彼らの多くは、我が家の支援を受けているのだから。
◆
王城では、アレクシスが激昂していた。
「なぜだ!なぜこうなる!」
「殿下……クラウディア公爵家を敵に回した影響かと……」
「たかが一貴族が!」
「……その“たかが”が、この国の半分を支えております」
沈黙。
そして、彼はようやく気づく。
「まさか……あの女……」
◆
その頃、私は隣国の使節と対面していた。
「お待ちしておりました、エリザベート様」
優雅に微笑む青年。
隣国の第二王子、レオン。
「あなたが提示した条件、すべて飲みましょう」
「ありがとうございます」
「ただし」
彼は私の手を取った。
「あなた自身も、こちらへ来ていただきたい」
「……亡命、ですか?」
「いいえ」
彼は笑う。
「“迎え入れる”のです。
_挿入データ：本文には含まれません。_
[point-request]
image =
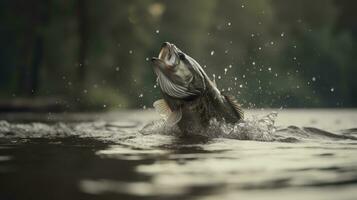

あなたを」
私は少しだけ考え――
頷いた。
「いいでしょう」
どうせ、この国にはもう用はない。
「では、契約成立ですね」
その瞬間。
私の復讐は、次の段階へと進んだ。
◆
数週間後。
王国は、崩壊の危機に瀕していた。
物資は不足し、税収は落ち込み、貴族たちは離反。
すべては――
たった一人の令嬢を追い出した結果。
「エリザベート……戻ってきてくれ……!」
だが、その願いが届くことはない。
私はすでに――
敵となったのだから。
ーーーー
「エリザベートを呼び戻せ!今すぐだ!」
アレクシスの怒声が、王城に響き渡る。
だが、返ってきたのは冷たい報告だった。
「……すでに隣国へ渡ったとのことです」
「なに……?」
「しかも、同盟締結の交渉役として」
その瞬間、彼の顔から血の気が引いた。
◆
一方その頃。
私は隣国の王宮で、正式に迎え入れられていた。
「本日より、エリザベート様は我が国の客人にして――」
レオンが言葉を区切る。
「最重要人物です」
ざわめきが広がる。
当然だろう。
敵国の元公爵令嬢が、ここまでの待遇を受けるなど。
「あなたの情報と影響力は、それほど価値がある」
彼は小声で言う。
「そして……あなた自身も」
「お世辞は結構ですわ」
「本心ですよ」
私は小さく笑った。
――悪くない。
◆
やがて。
王国との戦争が始まった。
といっても、実際には戦うまでもなかった。
「補給線が壊滅!?」 「兵士たちが動けません!」
当然だ。
その補給網を構築していたのは――私なのだから。
「エリザベート……なぜだ……!」
絶望するアレクシス。
だが、私はただ告げる。
「なぜ、ですって?」
通信越しに、彼を見下ろす。
「あなたが私を捨てたからですわ」
◆
そして、最後の舞台。
和平交渉の席。
だが、それは名ばかりのものだった。
「条件は三つです」
私は静かに言う。
「第一に、王太子アレクシスの廃嫡」
「なっ……!」
「第二に、聖女リリアナの偽証罪による処罰」
リリアナが青ざめる。
「そ、そんな……!」
「第三に」
私は微笑む。
「クラウディア家への全面謝罪と、特権の永久保証」
沈黙。
やがて、王が重く口を開いた。
「……受け入れよう」
◆
すべてが終わった。
アレクシスは王太子の座を追われ、地方へ追放。
リリアナは偽証が暴かれ、すべてを失った。
そして私は。
「これで満足ですか?」
レオンが隣で問いかける。
「ええ」
私は静かに頷いた。
「すべて、取り戻しましたもの」
「それ以上も、でしょう?」
彼は私の手を取る。
「この国で、新しい人生を」
私は少しだけ考えて――
微笑んだ。
「……悪くありませんわね」
◆
数年後。
私は隣国の王妃となっていた。
かつて“悪役令嬢”と呼ばれた女は、
今や国を支える存在となる。
そして、遠い地では。
「エリザベート……」
すべてを失った男が、名を呟いていた。
だが。
もう、その声が届くことはない。
「今さら後悔しても――遅いのですわ」
私はそう呟き、微笑んだ。
――これが、私の選んだ結末。
完璧な復讐と、福音が告げる新しい物語である。